I run a server which acts as a data processing node for clients within the team. Recently we've been refactoring legacy code within the server to leverage numpy for some of the filtering/transform jobs.
As we have to serve this data out to remote clients, we convert the numpy data to various forms, using numpy.tolist() as an intermediary step.
Each query is stateless, there are no globals, and so between queries no references are be maintained.
In one particular step I get an apparent memory leak, which I have been trying to trackdown via memory_profiler. This step involves converting a large (>4m entries) ndarray of floats to a python list. The first time I issue the query the tolist() call allocates 120m of memory, and then deallocates 31m when I release the numpy array. The second (and subsequent times) I issue the identical query the allocation/deallocation is 31m. Each different query I issue has the same pattern, though with different absolute values.
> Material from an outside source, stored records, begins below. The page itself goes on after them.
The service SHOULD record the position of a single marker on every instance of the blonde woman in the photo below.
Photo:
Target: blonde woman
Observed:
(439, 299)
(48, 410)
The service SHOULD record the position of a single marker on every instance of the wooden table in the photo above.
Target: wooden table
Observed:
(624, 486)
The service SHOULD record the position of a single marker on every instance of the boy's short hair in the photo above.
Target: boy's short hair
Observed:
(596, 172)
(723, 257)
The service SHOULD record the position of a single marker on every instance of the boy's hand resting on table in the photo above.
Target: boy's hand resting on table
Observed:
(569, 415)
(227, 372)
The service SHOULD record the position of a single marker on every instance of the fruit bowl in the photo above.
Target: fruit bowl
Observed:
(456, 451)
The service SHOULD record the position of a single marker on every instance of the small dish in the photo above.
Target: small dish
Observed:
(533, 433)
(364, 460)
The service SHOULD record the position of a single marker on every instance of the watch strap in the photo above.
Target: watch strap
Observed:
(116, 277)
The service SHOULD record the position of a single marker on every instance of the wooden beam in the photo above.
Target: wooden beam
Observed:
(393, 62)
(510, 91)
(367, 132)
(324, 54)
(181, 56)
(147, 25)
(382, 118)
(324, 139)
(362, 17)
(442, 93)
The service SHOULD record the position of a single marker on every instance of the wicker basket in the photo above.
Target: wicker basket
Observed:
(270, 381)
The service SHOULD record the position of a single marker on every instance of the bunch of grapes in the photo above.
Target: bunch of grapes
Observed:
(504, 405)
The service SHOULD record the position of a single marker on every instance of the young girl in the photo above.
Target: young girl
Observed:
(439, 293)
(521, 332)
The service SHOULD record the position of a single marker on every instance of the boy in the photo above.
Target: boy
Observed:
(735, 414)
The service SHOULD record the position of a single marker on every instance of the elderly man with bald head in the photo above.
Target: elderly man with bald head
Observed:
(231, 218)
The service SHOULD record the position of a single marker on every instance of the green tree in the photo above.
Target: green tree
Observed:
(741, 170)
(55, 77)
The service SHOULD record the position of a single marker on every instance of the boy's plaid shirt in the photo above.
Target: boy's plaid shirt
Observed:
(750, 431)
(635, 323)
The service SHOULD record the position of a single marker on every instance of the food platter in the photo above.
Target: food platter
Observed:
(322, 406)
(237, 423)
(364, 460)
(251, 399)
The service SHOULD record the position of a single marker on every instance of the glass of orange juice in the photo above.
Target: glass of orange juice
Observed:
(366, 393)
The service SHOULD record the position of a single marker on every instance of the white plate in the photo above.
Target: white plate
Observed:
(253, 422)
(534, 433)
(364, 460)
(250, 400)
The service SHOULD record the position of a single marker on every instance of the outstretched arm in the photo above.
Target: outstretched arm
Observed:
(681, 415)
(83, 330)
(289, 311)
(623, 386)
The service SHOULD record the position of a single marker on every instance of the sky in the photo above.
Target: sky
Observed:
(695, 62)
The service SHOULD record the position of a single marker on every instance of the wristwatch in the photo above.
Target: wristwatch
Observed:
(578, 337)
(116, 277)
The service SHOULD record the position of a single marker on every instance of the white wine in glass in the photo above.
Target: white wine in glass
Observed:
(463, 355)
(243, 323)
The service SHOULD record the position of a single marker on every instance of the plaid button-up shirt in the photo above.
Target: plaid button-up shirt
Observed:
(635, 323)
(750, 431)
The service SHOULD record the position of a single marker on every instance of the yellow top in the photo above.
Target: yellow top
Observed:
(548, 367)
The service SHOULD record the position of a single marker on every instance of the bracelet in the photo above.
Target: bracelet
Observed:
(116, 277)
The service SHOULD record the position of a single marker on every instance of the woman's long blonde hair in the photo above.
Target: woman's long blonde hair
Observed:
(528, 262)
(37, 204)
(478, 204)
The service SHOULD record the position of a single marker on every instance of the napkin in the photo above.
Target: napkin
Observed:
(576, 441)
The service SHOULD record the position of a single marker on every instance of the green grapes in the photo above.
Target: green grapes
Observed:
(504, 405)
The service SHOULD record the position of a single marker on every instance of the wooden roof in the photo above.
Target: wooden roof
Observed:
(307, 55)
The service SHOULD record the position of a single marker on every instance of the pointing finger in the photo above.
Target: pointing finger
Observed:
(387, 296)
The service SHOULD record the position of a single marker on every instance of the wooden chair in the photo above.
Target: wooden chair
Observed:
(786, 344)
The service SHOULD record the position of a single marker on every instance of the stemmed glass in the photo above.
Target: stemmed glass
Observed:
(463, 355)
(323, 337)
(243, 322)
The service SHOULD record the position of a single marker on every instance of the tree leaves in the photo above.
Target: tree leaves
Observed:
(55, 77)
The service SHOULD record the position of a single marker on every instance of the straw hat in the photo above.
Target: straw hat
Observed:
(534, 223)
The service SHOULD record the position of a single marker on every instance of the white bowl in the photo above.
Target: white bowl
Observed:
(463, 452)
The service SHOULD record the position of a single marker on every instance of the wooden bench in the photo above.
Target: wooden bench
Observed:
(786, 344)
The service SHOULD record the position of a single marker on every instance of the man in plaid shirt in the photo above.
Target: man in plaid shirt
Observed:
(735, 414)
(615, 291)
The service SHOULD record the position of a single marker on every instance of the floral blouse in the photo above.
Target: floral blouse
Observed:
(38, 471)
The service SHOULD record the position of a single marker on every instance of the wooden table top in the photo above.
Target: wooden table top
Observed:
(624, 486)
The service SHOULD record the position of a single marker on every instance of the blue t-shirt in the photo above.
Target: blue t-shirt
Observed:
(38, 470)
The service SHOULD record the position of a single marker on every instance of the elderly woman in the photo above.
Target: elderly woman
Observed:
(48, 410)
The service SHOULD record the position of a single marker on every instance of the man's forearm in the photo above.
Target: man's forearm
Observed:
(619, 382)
I've torn apart my code, and forced in some del commands for illustrative purposes. Output, below, is from memory_profiler.profile
First issue of query:
Line # Mem usage Increment Line Contents
================================================
865 296.6 MiB 0.0 MiB p = ikeyData[1]['value']
866 417.2 MiB 120.6 MiB newArr = p.tolist()
867 417.2 MiB 0.0 MiB del p
868 385.6 MiB -31.6 MiB del ikeyData[1]['value']
869 385.6 MiB 0.0 MiB ikeyData[1]['value'] = newArr
Second(and subsequent) instances of same query:
Line # Mem usage Increment Line Contents
================================================
865 494.7 MiB 0.0 MiB p = ikeyData[1]['value']
866 526.3 MiB 31.6 MiB newArr = p.tolist()
867 526.3 MiB 0.0 MiB del p
868 494.7 MiB -31.6 MiB del ikeyData[1]['value']
869 494.7 MiB 0.0 MiB ikeyData[1]['value'] = newArr
As you can imagine, in a long-running process with highly variable queries, these allocations build up forcing us to regularly bounce the server.
Does anyone have thoughts as to what might be happening here?